Vincenzo Nibali in una intervista alla Gazzetta dello Sport racconta i suoi sogni per l’anno 2017. Il primo è vincere il quinto grande giro della sua carriera e raggiungere leggende come Alfredo Binda, Gino Bartali, Felice Gimondi: “Sono simboli di un altro ciclismo. Lontano, se non lontanissimo. Io ho visto tante immagini, ho letto un po’ di quelle epoche, ma credo di non essere mai riuscito a capire che sport fosse. Sa, a volte penso che avrei voluto essere un ciclista del passato, per capire davvero che cosa si provasse a esserlo. Immaginare è bello ma non puoi comprendere tutto fino in fondo”.
Nel palmarés dello Squalo finora 2 Giri d’Italia, 1 Tour, 1 Vuelta: “Averne ‘a casa’ già quattro però non è poco. Nei momenti difficili mi capita di guardare indietro e pensare ‘Dai, qualcosa ho fatto’. Il pubblico si aspetta sempre la vittoria e se non arriva sembra che hai fallito. Ma sconfitta e fallimento non sono sinonimi. E poi non sono più giovane, ho superato il giro di boa. Davanti ho meno anni da pro’ di quanti ne abbia già fatti…”.
“L’apice un corridore lo raggiunge tra i 30 e i 32 anni. Io vedo davanti a me 4 buone stagioni, e vorrei cercare di togliermi anche una bella soddisfazione in maglia azzurra, poi chissà. Ma non voglio pensarci adesso. Ho una squadra nuova, un grande progetto triennale”.

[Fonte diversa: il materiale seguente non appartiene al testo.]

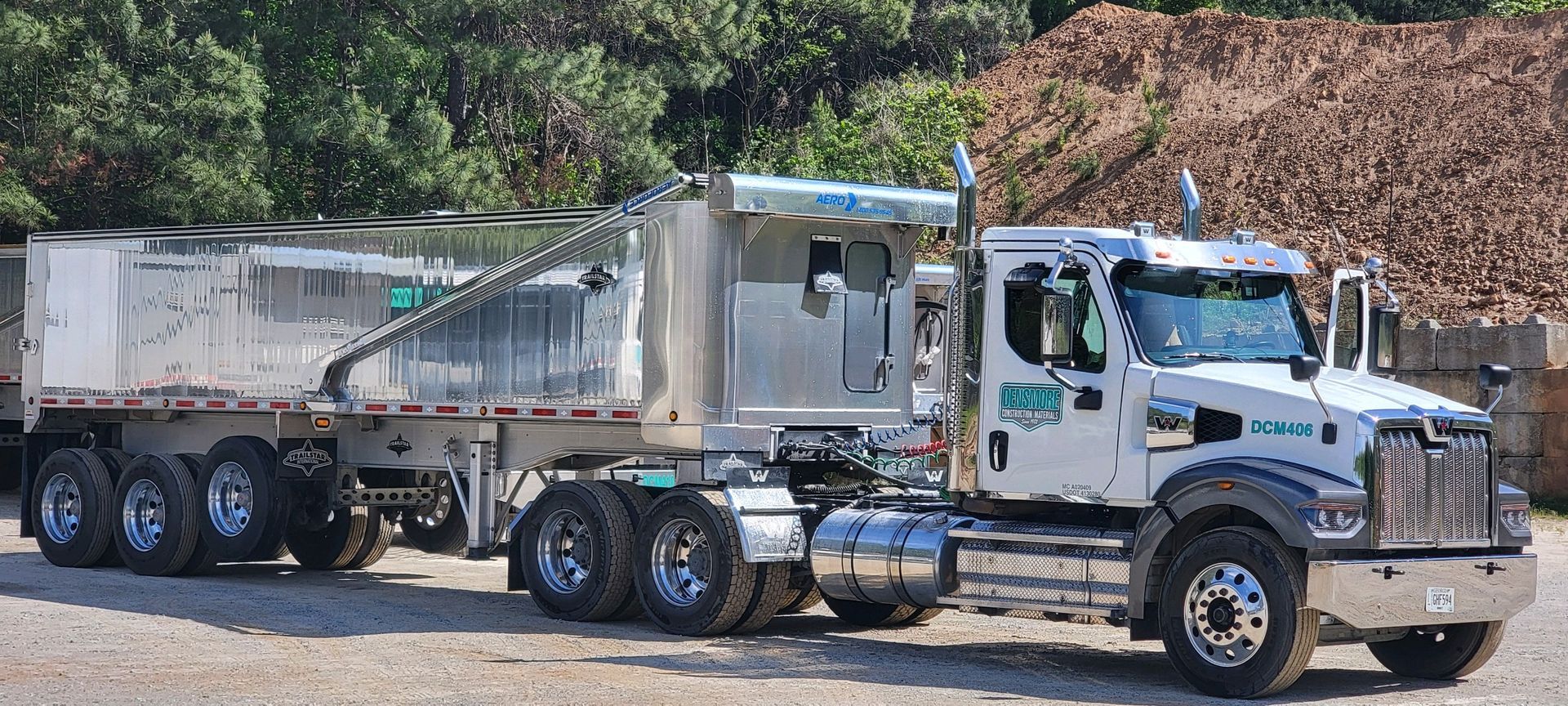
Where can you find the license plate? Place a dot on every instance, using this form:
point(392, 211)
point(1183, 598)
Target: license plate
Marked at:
point(1440, 600)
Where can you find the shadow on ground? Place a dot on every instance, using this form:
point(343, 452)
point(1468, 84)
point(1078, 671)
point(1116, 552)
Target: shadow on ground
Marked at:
point(278, 598)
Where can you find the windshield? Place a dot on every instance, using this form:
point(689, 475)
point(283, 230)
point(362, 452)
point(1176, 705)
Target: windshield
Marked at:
point(1189, 315)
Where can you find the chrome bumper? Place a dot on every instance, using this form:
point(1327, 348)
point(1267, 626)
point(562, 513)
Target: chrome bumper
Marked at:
point(1411, 592)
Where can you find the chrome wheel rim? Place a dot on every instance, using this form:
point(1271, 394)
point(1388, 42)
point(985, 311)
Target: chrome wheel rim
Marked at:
point(229, 499)
point(143, 515)
point(61, 509)
point(683, 562)
point(436, 515)
point(1227, 614)
point(565, 551)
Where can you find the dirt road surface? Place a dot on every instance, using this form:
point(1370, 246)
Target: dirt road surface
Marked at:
point(422, 628)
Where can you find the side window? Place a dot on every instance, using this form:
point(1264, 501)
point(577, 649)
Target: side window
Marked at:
point(1022, 320)
point(866, 272)
point(1348, 327)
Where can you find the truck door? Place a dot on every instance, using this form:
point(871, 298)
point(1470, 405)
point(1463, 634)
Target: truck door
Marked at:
point(1346, 342)
point(1040, 436)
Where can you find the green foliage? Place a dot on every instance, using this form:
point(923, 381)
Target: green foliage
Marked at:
point(1015, 195)
point(112, 107)
point(1079, 105)
point(1049, 92)
point(1085, 165)
point(1040, 151)
point(1518, 8)
point(1152, 134)
point(896, 132)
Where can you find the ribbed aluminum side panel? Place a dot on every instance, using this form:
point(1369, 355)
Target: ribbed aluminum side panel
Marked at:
point(1432, 498)
point(13, 293)
point(245, 315)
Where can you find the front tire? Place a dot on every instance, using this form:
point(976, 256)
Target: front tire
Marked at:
point(1233, 614)
point(690, 571)
point(73, 509)
point(577, 551)
point(245, 506)
point(1450, 653)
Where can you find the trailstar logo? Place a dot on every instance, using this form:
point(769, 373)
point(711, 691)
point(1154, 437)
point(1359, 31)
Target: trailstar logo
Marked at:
point(308, 458)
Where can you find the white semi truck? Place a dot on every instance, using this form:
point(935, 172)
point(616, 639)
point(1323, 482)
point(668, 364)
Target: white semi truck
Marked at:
point(1128, 426)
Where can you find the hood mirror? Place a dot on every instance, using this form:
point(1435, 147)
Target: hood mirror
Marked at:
point(1305, 369)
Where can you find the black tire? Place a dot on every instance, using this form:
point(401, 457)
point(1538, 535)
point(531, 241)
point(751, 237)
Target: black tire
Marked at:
point(802, 592)
point(733, 597)
point(378, 537)
point(577, 528)
point(11, 468)
point(248, 465)
point(115, 460)
point(149, 484)
point(1290, 636)
point(443, 528)
point(334, 545)
point(765, 598)
point(73, 509)
point(1445, 655)
point(635, 499)
point(871, 614)
point(203, 559)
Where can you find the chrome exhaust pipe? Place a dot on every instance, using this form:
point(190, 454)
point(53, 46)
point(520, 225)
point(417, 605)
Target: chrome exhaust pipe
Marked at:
point(1191, 203)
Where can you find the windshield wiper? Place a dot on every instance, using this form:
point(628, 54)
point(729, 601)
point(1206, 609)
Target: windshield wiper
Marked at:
point(1205, 355)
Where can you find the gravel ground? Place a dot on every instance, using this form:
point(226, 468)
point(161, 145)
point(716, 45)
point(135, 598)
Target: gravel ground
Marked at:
point(422, 628)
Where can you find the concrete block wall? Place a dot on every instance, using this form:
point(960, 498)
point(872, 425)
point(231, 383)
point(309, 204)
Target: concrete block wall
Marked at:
point(1532, 418)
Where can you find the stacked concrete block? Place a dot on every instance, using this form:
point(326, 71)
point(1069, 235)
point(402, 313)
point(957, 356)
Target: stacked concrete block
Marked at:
point(1532, 418)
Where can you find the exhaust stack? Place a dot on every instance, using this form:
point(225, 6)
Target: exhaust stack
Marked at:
point(1189, 208)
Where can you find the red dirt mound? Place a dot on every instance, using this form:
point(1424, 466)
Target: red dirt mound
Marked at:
point(1441, 148)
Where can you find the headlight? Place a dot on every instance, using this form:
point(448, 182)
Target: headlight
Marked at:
point(1517, 518)
point(1332, 518)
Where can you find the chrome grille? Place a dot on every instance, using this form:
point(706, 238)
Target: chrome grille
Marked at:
point(1432, 498)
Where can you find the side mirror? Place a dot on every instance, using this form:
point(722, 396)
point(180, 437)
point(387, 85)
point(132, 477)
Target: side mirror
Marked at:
point(1056, 327)
point(1494, 377)
point(1305, 369)
point(1385, 341)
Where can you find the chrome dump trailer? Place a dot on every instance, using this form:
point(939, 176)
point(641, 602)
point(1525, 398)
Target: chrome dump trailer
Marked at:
point(320, 378)
point(1120, 424)
point(13, 286)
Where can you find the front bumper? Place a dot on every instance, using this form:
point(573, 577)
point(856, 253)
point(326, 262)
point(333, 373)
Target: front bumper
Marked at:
point(1414, 592)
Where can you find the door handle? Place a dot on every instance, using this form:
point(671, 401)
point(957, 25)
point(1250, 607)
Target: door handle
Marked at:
point(998, 451)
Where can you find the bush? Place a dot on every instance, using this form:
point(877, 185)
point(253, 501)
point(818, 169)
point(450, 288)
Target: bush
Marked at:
point(1049, 92)
point(1015, 195)
point(1152, 134)
point(1085, 165)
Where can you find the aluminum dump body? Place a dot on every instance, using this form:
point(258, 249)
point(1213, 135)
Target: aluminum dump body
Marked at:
point(773, 302)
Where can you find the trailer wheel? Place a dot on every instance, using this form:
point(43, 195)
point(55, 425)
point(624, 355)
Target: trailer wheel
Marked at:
point(10, 468)
point(802, 592)
point(1233, 614)
point(115, 460)
point(441, 528)
point(577, 551)
point(73, 509)
point(690, 573)
point(635, 499)
point(333, 545)
point(872, 614)
point(378, 537)
point(157, 532)
point(1446, 653)
point(245, 506)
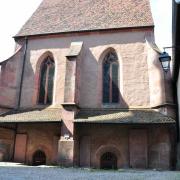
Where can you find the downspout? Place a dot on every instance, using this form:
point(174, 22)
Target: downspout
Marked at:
point(22, 73)
point(20, 91)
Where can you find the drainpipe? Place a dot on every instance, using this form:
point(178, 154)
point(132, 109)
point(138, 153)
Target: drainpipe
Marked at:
point(20, 91)
point(22, 73)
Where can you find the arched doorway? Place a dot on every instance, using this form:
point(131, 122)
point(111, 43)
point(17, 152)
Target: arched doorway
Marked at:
point(39, 158)
point(108, 161)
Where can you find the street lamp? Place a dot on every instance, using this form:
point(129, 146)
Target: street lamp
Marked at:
point(165, 59)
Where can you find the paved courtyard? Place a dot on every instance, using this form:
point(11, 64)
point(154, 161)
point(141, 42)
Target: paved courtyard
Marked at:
point(19, 172)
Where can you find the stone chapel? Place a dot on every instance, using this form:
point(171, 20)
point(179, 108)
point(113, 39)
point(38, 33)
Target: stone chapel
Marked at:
point(85, 88)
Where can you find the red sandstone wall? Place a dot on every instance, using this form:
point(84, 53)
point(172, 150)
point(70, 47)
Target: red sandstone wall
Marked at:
point(116, 138)
point(10, 79)
point(41, 136)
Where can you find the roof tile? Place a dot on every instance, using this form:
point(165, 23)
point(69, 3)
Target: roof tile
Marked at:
point(57, 16)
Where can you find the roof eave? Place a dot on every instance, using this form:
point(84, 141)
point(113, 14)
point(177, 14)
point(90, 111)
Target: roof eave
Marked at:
point(83, 31)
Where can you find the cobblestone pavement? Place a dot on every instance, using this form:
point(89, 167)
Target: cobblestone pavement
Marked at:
point(18, 172)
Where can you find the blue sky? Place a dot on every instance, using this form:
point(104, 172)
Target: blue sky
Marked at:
point(13, 14)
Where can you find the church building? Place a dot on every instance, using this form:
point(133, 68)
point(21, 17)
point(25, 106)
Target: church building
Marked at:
point(85, 88)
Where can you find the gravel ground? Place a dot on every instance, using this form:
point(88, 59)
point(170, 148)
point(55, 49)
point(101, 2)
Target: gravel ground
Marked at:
point(19, 172)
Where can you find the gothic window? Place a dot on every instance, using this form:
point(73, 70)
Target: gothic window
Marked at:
point(46, 81)
point(110, 78)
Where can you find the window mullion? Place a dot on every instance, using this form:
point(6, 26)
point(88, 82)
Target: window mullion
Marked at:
point(46, 85)
point(110, 81)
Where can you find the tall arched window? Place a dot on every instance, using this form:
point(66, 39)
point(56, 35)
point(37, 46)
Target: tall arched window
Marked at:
point(46, 81)
point(110, 78)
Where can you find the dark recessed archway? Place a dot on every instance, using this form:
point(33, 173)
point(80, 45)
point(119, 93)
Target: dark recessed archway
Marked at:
point(39, 158)
point(108, 161)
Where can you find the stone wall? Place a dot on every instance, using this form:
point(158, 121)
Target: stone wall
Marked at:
point(149, 147)
point(6, 144)
point(40, 136)
point(134, 76)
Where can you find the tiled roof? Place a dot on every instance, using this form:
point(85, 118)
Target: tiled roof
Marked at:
point(143, 116)
point(57, 16)
point(40, 115)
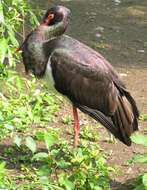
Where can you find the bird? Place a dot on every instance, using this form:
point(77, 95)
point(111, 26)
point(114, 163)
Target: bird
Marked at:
point(81, 74)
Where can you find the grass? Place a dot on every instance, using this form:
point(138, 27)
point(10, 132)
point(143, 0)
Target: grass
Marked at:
point(34, 155)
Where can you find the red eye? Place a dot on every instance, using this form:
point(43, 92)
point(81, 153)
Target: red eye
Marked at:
point(50, 16)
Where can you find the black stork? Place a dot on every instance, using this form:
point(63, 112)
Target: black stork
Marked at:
point(81, 74)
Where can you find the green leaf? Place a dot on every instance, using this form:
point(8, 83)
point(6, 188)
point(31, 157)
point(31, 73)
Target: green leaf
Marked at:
point(50, 139)
point(1, 13)
point(40, 156)
point(63, 180)
point(144, 179)
point(30, 143)
point(3, 50)
point(140, 158)
point(139, 139)
point(17, 140)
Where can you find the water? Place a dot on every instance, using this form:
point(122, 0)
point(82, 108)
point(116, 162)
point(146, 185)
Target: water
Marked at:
point(115, 28)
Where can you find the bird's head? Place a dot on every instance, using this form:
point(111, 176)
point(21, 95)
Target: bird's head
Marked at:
point(55, 15)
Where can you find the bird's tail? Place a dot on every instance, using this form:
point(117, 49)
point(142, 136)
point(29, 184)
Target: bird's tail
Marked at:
point(123, 122)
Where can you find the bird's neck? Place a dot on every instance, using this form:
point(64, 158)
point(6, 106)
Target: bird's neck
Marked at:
point(52, 32)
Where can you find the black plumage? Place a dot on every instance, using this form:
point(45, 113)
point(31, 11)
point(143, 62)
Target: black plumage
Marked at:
point(81, 74)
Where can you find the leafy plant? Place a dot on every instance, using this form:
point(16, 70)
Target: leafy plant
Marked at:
point(140, 139)
point(12, 27)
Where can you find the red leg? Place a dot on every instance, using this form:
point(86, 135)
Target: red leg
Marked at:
point(76, 126)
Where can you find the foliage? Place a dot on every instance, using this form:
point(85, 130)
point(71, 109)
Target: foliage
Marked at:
point(24, 103)
point(60, 167)
point(41, 157)
point(12, 27)
point(141, 183)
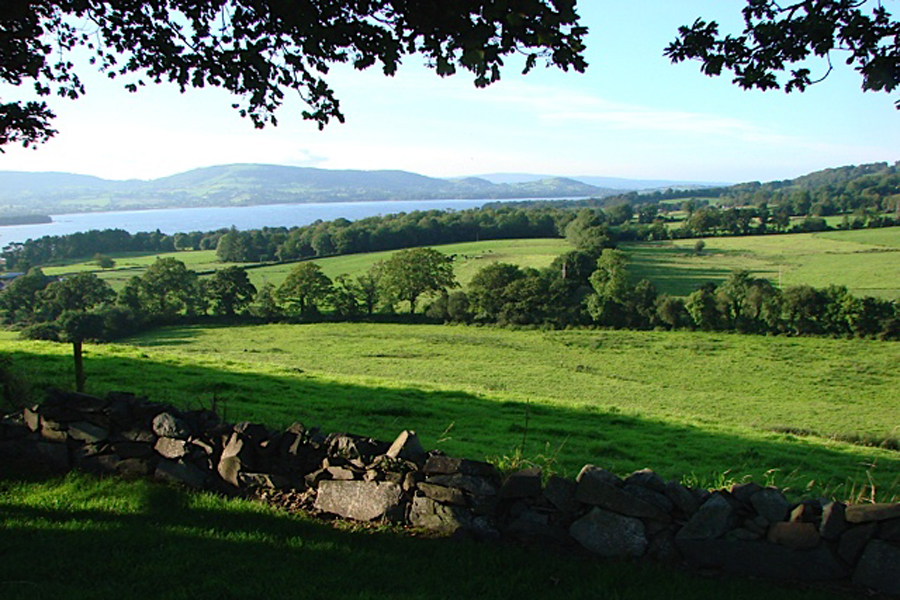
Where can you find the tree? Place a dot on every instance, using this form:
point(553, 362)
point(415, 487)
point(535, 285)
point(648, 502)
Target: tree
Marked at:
point(78, 293)
point(166, 289)
point(230, 291)
point(258, 49)
point(776, 37)
point(408, 274)
point(304, 287)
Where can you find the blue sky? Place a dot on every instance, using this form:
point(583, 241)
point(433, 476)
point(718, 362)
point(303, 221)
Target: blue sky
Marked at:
point(632, 114)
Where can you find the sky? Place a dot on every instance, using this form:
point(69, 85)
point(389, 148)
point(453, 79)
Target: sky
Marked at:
point(632, 114)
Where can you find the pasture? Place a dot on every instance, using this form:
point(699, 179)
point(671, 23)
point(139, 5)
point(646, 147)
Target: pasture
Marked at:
point(708, 408)
point(867, 261)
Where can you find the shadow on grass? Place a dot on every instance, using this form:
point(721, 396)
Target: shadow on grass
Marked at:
point(89, 538)
point(560, 438)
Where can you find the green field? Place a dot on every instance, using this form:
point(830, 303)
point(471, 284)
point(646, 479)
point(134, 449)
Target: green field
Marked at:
point(699, 406)
point(867, 261)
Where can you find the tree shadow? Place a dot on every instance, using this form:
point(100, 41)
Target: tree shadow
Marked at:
point(143, 540)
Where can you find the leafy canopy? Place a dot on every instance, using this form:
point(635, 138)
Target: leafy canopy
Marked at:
point(777, 38)
point(259, 49)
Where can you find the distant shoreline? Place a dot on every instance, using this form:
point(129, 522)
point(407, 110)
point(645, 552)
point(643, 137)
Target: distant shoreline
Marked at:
point(25, 220)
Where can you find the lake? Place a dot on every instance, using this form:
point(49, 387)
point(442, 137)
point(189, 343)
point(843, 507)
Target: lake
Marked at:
point(174, 220)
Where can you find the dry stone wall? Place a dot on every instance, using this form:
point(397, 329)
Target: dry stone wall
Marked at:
point(746, 530)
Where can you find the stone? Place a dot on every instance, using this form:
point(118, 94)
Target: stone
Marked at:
point(168, 425)
point(143, 436)
point(32, 418)
point(442, 494)
point(560, 492)
point(682, 498)
point(525, 483)
point(354, 446)
point(133, 467)
point(428, 514)
point(591, 473)
point(359, 500)
point(132, 449)
point(474, 485)
point(867, 513)
point(86, 432)
point(890, 531)
point(649, 496)
point(178, 471)
point(743, 491)
point(262, 480)
point(771, 504)
point(595, 490)
point(53, 455)
point(648, 479)
point(854, 541)
point(833, 522)
point(407, 447)
point(171, 448)
point(711, 521)
point(794, 535)
point(609, 534)
point(52, 431)
point(445, 465)
point(879, 567)
point(762, 559)
point(341, 473)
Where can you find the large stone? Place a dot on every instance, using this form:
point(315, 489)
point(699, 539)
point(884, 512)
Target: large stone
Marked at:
point(879, 567)
point(478, 486)
point(86, 432)
point(796, 536)
point(446, 465)
point(608, 534)
point(833, 523)
point(32, 418)
point(522, 484)
point(359, 500)
point(711, 521)
point(593, 489)
point(682, 498)
point(648, 479)
point(428, 514)
point(560, 492)
point(442, 494)
point(771, 504)
point(407, 447)
point(762, 559)
point(591, 473)
point(168, 425)
point(867, 513)
point(171, 448)
point(181, 472)
point(854, 541)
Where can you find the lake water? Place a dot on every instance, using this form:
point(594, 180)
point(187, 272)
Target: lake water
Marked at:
point(174, 220)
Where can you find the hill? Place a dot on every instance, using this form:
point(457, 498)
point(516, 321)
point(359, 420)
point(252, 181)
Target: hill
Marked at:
point(253, 184)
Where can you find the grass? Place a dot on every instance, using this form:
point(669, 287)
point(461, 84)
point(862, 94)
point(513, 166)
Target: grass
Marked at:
point(684, 404)
point(470, 257)
point(80, 537)
point(866, 261)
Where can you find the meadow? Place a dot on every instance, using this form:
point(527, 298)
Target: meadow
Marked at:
point(867, 261)
point(705, 408)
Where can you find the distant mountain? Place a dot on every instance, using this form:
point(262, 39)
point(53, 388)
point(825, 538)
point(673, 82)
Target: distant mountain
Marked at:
point(616, 183)
point(252, 184)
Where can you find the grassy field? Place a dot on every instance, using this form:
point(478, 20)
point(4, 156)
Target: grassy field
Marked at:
point(82, 538)
point(704, 407)
point(866, 261)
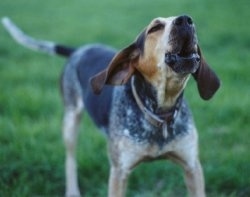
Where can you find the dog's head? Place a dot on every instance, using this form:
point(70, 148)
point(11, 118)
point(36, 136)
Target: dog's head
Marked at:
point(165, 53)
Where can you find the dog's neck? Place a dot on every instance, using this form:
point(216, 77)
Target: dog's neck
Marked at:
point(149, 95)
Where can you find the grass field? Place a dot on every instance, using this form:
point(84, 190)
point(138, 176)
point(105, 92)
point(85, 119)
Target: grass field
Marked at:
point(31, 147)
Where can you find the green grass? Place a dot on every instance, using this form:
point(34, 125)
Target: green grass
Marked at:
point(31, 147)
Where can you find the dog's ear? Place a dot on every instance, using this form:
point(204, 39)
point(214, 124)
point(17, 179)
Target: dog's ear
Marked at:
point(207, 81)
point(119, 70)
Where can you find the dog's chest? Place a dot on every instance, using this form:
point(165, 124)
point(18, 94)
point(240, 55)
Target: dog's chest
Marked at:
point(127, 120)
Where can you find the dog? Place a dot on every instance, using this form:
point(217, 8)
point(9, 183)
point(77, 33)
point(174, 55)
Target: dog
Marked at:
point(135, 96)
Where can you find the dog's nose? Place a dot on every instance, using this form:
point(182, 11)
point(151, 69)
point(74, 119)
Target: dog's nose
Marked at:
point(183, 21)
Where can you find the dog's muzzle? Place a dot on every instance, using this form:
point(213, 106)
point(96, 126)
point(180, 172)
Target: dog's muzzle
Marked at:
point(183, 65)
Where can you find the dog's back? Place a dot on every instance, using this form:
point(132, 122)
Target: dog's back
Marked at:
point(84, 63)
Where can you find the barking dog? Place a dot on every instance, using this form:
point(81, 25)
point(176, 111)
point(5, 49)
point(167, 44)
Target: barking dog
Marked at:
point(135, 96)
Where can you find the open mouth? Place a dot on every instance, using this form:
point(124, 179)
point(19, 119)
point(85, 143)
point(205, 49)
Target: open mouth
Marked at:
point(183, 64)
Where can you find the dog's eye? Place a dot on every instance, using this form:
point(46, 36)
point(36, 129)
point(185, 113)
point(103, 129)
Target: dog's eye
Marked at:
point(155, 28)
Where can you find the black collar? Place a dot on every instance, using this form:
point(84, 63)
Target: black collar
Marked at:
point(164, 120)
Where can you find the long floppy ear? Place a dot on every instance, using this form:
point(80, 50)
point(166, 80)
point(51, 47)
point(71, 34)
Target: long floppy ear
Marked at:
point(207, 81)
point(118, 71)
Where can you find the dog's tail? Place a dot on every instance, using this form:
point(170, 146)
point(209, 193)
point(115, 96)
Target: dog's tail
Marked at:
point(38, 45)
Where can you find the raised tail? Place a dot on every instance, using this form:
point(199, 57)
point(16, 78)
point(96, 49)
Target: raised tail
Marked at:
point(34, 44)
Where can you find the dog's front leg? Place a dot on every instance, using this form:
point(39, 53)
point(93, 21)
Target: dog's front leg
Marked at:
point(117, 182)
point(70, 124)
point(194, 180)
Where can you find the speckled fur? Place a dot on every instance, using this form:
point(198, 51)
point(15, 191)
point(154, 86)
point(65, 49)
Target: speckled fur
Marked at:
point(132, 139)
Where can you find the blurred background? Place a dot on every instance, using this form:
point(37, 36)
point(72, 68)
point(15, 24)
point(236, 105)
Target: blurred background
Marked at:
point(31, 146)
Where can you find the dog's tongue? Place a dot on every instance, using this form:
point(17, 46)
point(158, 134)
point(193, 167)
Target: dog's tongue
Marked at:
point(179, 64)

Il mito Fausto Coppi è a 7 grandi giri: “Non ci penso. Io ragiono un passo alla volta, come sempre. Fausto simboleggia il mito dell’uomo solo al comando. E’ una straordinaria fonte d’ispirazione ancora adesso, una leggenda non solo sportiva. E se non li avesse fermati la seconda Guerra Mondiale, lui e Bartali quanto avrebbero vinto in più?”.
La tappa preferita: “Non è facile ma forse scelgo un giorno in cui non ho vinto, quella del pavé verso Arenberg al Tour 2014, come il più speciale. Sempre a schivare cadute, il terzo posto di giornata con il consolidamento della maglia gialla, il mal di gambe che non se ne andava neanche la sera tardi”.